# Does Modern Arnis Lose Something By Not Emphasizing The Blade As Much?



## Guro Harold (Apr 11, 2010)

I mentioned in this thread that in the first generation Modern Arnis videos of the late GM Remy A. Presas, that he demonstrated some of the Anyo stick forms with a bolo. Also, in those early videos and books (the Pink and Yellow books), there were more disarms that incorporated the bolo.

My question is that does Modern Arnis lose something by not emphasizing the blade as much as it once did?


----------



## MJS (Apr 14, 2010)

Guro Harold said:


> I mentioned in this thread that in the first generation Modern Arnis videos of the late GM Remy A. Presas, that he demonstrated some of the Anyo stick forms with a bolo. Also, in those early videos and books (the Pink and Yellow books), there were more disarms that incorporated the bolo.
> 
> My question is that does Modern Arnis lose something by not emphasizing the blade as much as it once did?


 
When you say "not emphasizing it as much" are you talking about going into more applications, other than whats already there, ie: espada y daga.  I was under the understanding that the Prof. did not want people to focus on the offensive use of the blade, but rather more defensive.  IMO though, it shouldn't take much for an experienced Modern Arnis student to figure out some offensive moves.


----------



## Guro Harold (Apr 19, 2010)

MJS said:


> When you say "not emphasizing it as much" are you talking about going into more applications, other than whats already there, ie: espada y daga. I was under the understanding that the Prof. did not want people to focus on the offensive use of the blade, but rather more defensive. IMO though, it shouldn't take much for an experienced Modern Arnis student to figure out some offensive moves.

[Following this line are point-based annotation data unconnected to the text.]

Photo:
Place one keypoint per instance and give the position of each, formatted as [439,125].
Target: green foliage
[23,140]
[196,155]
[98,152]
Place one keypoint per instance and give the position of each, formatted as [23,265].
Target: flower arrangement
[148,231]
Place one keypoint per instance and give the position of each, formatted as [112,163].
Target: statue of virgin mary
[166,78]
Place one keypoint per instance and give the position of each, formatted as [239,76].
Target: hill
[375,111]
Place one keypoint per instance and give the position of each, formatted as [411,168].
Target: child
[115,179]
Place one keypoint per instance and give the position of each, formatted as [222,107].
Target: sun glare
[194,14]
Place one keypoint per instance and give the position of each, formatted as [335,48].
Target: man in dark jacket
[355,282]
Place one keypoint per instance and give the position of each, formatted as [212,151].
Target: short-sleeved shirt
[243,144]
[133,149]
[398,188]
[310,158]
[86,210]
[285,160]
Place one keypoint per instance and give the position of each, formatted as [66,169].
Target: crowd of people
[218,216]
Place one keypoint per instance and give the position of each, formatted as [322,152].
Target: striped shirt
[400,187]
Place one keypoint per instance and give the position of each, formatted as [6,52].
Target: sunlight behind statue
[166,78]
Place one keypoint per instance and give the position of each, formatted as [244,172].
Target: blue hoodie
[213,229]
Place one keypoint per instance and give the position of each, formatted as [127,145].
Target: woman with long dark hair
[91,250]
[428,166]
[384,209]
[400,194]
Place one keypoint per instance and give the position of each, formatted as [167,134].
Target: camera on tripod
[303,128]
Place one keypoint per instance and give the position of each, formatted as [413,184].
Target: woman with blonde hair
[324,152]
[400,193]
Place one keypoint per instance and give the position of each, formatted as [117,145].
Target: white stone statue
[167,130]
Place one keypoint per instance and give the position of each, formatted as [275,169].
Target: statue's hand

*Please note* that the post below assume that metal or neoprene trainers are being used.

Actually the techniques that I was thinking of were shown in the Yellow and Pink books and on some of the videos were defensive in nature.

They were executed with blades.

The fact of the matter is that disarms are different with blades as compared to the stick. The practictioner has to be more mindful of body mechanics as well as body parts that could be affected as a result of executing a disarm against a blade.


----------



## DragonMind (Apr 19, 2010)

The problem as I see it is not that Modern Arnis is losing something as it was never really there for most people. My understanding is that Prof Presas deliberately de-emphasized the blade side for a number of reasons including defensive nature and training safety. I would imagine being in the US that legal liability was also in the back of his mind.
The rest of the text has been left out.